Coronavirus quarantine causes positive benefits for environment

This+detailed+graph+shows+the+Nitrogen+dioxide+emissions+in+China+in+Jan.+and+Feb.+before+and+after+the+coronavirus+outbreak.+The+picture+in+Feb.+had+a+drastic+reduction+in+Nitrogen+dioxide+levels+in+the+air+due+to+people+being+quarantined.+

Creative Commons photo by dazeddigital.com

This detailed graph shows the Nitrogen dioxide emissions in China in Jan. and Feb. before and after the coronavirus outbreak. The picture in Feb. had a drastic reduction in Nitrogen dioxide levels in the air due to people being quarantined.

Paige Sanders, Photography Editor-in-Chief

The coronavirus outbreak has caused a halt on many public events, sports, and even schools. With the spread of the virus across the states, people have been quarantined in their homes for weeks to help contain and stop the spread of the virus. Furthermore, with many people being quarantined, there has been significant, positive benefits for the environment such as reduction in air pollution, which is a step forward in improving the health of the environment.

“I wish that thinking could be changed to ‘the only chance for a strong economy is a healthy environment’,” Andrew Weaver, environmental science teacher, said.

Cities around the world have been experiencing less traffic and congestion with the isolation of society caused from the outbreak. New York City has seen a drastic change in their carbon monoxide emissions mainly caused from vehicles.

“Traffic levels in the city were estimated to be down 35 percent compared with a year ago. Emissions of carbon monoxide, mainly due to cars and trucks, have fallen by around 50 percent for a couple of days this week according to researchers at Colombia University,” BBC reported.

Furthermore, China is the main country that has seen the most improvement in significant reduction in air pollution. With China being one of the largest countries with a high population and contribute to high pollution rates, it is crucial there has been a decrease in air pollution.

“Some reports estimate that China’s quarantine has saved more than 100 million metric tons of carbon dioxide emissions from entering the atmosphere-which is about the equivalent of what Chile produces in a year,” Good News Network reported.

In addition to a significant reduction in air pollution, the water that flows in the canals of Venice turned clear for the first time in years, and the fish are now visible and other aquatic animals have returned such as swans.
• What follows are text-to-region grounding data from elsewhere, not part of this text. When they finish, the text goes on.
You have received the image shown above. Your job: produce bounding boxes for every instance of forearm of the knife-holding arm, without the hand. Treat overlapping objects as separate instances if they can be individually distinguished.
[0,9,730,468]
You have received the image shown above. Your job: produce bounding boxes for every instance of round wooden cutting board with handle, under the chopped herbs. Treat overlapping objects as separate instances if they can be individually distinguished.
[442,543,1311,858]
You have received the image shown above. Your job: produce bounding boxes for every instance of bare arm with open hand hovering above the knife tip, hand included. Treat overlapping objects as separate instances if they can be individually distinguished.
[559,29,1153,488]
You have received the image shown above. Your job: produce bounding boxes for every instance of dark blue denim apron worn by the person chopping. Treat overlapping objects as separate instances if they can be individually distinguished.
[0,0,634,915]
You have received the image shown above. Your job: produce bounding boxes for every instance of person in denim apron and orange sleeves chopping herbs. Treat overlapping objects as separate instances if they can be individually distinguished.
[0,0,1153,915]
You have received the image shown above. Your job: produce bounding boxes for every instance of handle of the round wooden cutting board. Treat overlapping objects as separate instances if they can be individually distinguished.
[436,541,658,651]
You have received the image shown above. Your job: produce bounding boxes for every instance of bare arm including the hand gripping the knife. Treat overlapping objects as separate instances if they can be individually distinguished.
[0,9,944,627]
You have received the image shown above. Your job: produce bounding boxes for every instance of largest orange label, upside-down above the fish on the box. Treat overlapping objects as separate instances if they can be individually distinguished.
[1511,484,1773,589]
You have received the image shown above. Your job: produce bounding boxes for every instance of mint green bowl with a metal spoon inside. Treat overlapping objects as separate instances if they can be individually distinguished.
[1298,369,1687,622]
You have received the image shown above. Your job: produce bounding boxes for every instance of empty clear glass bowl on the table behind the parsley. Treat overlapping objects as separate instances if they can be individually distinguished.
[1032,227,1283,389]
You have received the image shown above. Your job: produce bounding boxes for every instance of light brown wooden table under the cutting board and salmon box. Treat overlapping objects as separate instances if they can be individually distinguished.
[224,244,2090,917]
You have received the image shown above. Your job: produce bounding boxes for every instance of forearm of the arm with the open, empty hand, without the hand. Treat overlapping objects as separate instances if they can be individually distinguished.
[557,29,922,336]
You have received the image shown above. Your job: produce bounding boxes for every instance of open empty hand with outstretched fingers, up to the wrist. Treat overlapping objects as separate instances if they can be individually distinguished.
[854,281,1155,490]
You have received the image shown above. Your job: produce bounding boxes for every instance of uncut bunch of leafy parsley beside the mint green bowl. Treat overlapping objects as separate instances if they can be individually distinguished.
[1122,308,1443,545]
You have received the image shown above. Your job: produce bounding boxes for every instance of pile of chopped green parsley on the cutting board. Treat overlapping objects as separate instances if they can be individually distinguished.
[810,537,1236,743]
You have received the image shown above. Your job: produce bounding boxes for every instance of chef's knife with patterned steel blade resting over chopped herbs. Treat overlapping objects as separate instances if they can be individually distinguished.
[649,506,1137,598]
The clearing of the canal water is said to be a result from people being quarantined and less pollution happening near the canals.

Senior Sophie Watkins said she saw on Instagram and other social media platforms about the clearing of the water in the Venice canals and it puts into perspective how people are actually impacting the earth by being quarantined.
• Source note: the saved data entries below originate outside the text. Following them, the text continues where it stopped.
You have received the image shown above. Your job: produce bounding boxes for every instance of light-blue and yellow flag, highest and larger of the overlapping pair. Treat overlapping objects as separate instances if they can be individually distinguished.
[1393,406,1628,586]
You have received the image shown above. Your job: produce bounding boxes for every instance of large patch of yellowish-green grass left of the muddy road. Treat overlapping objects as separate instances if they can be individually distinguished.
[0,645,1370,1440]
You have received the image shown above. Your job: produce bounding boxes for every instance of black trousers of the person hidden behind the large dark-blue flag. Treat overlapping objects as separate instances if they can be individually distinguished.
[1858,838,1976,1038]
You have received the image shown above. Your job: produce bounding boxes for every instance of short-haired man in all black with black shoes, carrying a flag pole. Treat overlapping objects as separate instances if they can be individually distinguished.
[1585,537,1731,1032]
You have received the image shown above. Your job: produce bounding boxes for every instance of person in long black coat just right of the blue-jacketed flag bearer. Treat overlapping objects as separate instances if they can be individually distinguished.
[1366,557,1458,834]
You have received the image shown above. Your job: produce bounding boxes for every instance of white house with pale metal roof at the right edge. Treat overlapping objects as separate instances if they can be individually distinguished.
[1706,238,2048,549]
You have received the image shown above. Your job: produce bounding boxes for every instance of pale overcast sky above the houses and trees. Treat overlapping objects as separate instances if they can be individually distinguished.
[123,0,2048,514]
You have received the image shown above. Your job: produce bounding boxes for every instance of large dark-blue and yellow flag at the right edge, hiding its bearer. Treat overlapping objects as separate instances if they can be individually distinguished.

I think the future of the environment will be improved because right now, not a lot of people are out and about in their cars.”

— Taylor Venancio

The coronavirus brought a lot of negativity int0 the world. However, the improvement in the health of the environment is something positive that has resulted from the outbreak. People seeing the improvements made in the environment such as less air pollution, will cause people to want to contribute to helping the environment further improve.

“Maybe, individuals will see the value of a beautiful park while walking or running and be more inclined to act locally with fewer trips, smart shopping, and general concern,” Weaver said.
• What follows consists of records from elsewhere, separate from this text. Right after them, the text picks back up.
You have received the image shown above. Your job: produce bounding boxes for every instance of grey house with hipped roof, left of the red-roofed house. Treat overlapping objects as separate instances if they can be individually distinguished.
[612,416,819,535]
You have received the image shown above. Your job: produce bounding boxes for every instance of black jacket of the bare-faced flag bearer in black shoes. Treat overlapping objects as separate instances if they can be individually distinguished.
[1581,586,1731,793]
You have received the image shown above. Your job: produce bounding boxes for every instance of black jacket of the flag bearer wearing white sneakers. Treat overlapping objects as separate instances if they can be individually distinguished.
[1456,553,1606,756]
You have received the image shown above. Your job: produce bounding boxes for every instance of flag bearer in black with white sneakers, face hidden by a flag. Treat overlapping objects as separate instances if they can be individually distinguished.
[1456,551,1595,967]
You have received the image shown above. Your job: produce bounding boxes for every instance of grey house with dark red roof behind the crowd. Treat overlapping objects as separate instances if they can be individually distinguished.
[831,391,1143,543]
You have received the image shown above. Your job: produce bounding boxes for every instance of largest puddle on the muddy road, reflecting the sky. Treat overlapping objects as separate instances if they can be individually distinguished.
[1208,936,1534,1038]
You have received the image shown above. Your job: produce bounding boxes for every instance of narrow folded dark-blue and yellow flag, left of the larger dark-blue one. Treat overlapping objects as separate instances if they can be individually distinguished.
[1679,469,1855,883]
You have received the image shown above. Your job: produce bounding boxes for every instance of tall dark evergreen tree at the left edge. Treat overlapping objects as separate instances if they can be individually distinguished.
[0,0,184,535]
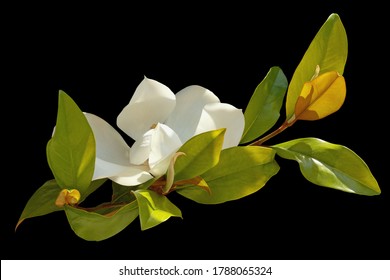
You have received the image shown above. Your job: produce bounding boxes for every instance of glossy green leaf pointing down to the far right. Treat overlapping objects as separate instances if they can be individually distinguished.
[272,138,381,195]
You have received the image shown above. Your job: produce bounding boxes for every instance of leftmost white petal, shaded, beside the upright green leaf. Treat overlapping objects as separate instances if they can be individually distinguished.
[85,113,130,179]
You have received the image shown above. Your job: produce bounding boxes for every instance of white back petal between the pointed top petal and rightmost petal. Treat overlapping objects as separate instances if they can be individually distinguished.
[165,85,219,143]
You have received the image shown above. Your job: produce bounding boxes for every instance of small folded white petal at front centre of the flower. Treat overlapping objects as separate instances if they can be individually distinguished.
[149,124,182,176]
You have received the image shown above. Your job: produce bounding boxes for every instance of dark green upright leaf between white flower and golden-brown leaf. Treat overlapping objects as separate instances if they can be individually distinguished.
[241,67,288,143]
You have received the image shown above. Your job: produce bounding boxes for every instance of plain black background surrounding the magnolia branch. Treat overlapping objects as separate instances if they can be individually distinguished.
[1,1,390,259]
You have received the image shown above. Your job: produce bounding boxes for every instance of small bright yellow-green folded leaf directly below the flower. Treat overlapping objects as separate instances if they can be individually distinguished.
[133,190,182,230]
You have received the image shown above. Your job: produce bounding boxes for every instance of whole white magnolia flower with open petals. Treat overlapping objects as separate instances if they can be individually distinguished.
[85,77,244,186]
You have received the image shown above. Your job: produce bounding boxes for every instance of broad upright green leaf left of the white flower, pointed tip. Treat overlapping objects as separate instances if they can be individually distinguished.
[46,91,95,196]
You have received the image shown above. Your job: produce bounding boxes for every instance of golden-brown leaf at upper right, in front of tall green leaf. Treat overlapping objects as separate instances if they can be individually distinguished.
[294,71,346,120]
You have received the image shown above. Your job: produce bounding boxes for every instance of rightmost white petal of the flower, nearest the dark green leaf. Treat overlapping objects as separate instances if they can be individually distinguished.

There are additional benefits the environment has seen from people being quarantined. These benefits include improved health of the ocean and coral reefs, and some global temperatures decreasing.

“Other areas that may see a hidden benefit from less travel during Corona are a return to more typical temps in polar regions, oceans making a gain in absorbed CO2 and doing so under less acidic conditions, less acid in the ocean would help coral reefs, fewer bird collisions with less lighting in big cities and car collisions, fewer invasive species transported by people during travel. The big driver is LESS CO2 in the atmosphere,” Weaver said.

No matter how long people will be in quarantine, there is hope the future environment will improve across the globe and people will see the good things going on in the environment and will want to protect it at all costs.

Senior Taylor Venancio said, “I think the future of the environment will be improved because right now, not a lot of people are out and about in their cars and contributing to air pollution, and I think overall pollution across the globe will decrease.”